The Texas criminal justice system’s flaws lead to wrongful imprisonment and unfair prosecution, said a former attorney and two men exonerated from a capital murder conviction in a talk Tuesday.

The Actual Innocence Clinic at the UT School of Law worked with the William Wayne Justice Center for Public Interest Law to bring Dorothy Budd and exonerated prisoner Christopher Scott to speak about Budd’s book, “Tested: How Twelve Wrongly Imprisoned Men Held Onto Hope.”

Dallas District Attorney Craig Watkins investigated crimes in which prisoners claimed wrongful conviction, and his research spurred Budd, a former Dallas prosecutor, to write the book with her daughter, Peyton Budd.

“I wasn’t expecting these cases with these incredible legal twists and turns,” Budd said. “Even assuming that everybody is acting in good faith and trying to do the best they can, it’s amazing that these cases went all the way through the legal system.”

The talk focused on the capital murder charge that Scott and co-defendant Claude Simmons Jr. fought to overturn for 12 years.

In April 1997, Scott and Simmons were driving back to Simmons’ house when they were followed by a police officer who responded to a call of a nearby murder.

Because they fit the police profile, the officer took Simmons and Scott into custody for a lineup, Scott said. He said when the widow of the murder victim came to the police station, the officer pointed to Scott and told her that he had murdered her husband, causing her to positively identify him as the perpetrator.

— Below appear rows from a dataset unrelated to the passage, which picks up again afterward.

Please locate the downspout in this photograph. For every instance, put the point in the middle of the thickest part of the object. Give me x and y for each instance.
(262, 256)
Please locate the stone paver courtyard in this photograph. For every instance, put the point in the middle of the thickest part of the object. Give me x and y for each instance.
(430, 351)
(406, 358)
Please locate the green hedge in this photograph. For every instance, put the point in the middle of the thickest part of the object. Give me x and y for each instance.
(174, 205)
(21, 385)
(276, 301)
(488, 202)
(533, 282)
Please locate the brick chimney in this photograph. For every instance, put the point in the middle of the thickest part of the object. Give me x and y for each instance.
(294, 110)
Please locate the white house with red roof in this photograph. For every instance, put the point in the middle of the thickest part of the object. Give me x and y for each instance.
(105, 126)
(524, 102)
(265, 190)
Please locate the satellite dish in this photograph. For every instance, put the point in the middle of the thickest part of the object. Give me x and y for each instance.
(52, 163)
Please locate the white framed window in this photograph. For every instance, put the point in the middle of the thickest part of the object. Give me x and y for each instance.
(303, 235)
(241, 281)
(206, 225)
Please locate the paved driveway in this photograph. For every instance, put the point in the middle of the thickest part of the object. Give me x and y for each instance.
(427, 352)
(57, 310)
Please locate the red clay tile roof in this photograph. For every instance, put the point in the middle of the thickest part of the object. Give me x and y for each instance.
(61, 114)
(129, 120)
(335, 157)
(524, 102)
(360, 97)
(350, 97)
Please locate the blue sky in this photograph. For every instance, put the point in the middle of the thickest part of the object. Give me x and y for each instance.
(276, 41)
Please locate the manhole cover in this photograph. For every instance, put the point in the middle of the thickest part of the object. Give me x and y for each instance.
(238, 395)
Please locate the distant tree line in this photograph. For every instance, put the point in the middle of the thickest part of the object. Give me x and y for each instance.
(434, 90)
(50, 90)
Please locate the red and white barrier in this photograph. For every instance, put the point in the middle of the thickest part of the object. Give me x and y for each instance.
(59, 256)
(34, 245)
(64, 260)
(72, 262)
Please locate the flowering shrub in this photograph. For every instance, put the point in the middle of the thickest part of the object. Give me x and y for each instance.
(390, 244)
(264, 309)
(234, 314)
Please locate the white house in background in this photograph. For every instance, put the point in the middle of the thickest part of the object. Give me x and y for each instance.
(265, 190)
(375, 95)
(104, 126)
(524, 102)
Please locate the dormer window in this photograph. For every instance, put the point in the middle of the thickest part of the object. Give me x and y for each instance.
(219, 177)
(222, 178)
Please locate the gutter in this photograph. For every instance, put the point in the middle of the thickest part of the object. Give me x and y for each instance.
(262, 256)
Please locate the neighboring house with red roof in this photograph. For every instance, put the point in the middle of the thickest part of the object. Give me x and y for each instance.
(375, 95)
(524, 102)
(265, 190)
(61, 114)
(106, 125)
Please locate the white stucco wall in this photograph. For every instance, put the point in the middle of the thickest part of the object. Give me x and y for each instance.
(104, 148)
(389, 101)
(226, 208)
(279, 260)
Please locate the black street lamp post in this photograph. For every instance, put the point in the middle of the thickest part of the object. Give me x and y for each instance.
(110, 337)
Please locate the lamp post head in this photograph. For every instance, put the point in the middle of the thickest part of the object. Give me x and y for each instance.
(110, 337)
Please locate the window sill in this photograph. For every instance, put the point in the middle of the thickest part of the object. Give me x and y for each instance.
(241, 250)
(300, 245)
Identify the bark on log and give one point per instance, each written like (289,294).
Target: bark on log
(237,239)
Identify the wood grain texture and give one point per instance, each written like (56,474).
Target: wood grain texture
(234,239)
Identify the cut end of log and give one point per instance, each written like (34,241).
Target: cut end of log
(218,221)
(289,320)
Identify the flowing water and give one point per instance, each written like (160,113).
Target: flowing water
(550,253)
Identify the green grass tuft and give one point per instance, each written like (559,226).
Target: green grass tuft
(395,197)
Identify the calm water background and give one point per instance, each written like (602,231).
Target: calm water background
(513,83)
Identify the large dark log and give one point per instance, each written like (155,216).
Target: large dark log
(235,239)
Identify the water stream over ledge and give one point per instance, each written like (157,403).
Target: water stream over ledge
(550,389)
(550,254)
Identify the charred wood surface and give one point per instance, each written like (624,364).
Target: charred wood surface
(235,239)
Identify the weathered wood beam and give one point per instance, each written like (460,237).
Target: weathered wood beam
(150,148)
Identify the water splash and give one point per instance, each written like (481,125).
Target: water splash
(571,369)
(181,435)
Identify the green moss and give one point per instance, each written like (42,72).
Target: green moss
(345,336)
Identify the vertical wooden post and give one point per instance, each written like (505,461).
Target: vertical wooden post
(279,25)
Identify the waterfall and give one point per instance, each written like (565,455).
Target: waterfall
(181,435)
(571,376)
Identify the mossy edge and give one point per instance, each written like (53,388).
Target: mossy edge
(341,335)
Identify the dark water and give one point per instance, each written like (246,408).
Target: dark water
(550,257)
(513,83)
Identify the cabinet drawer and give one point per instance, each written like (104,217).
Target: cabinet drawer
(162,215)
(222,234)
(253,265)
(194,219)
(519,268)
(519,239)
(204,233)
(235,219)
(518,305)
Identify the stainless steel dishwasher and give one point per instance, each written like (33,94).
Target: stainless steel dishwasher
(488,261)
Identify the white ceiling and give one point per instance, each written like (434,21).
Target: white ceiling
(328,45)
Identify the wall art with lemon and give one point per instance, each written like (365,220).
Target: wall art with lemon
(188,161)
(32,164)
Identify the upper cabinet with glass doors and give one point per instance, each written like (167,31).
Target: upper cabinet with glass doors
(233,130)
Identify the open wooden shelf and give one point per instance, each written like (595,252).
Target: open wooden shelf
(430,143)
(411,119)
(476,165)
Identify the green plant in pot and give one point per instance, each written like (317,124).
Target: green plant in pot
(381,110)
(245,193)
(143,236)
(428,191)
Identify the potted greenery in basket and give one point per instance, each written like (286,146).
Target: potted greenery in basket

“At the time, I didn’t even know what was going on,” Scott said. “They wouldn’t even tell me what I was there for.”
Police arrested Scott and set a $750,000 bail that night. Police arrested Simmons weeks later. Both were denied lie detector tests, and although all other incriminating tests came back negative, both were imprisoned for 12 years, Scott said.

“To me, they just wanted to close the case,” Scott said.

During his sentence, the clinic and University of Texas at Arlington students approached Scott and Simmons about their cases.

After conducting thorough research, the group was able to conduct lie detector tests for both defendants. The exoneration process began once Scott and Simmons passed the tests. The men were released in October 2009. In 2009, the state exonerated 24 wrongfully convicted men.

The talk touched repeatedly on the inadequate justice system, which UT law student Sam McDowell said sometimes allows innocent men to serve lengthy prison terms.

“I think there are a ton of problems with the criminal system as it is,” McDowell said. “Texas has a terrible public defender system.”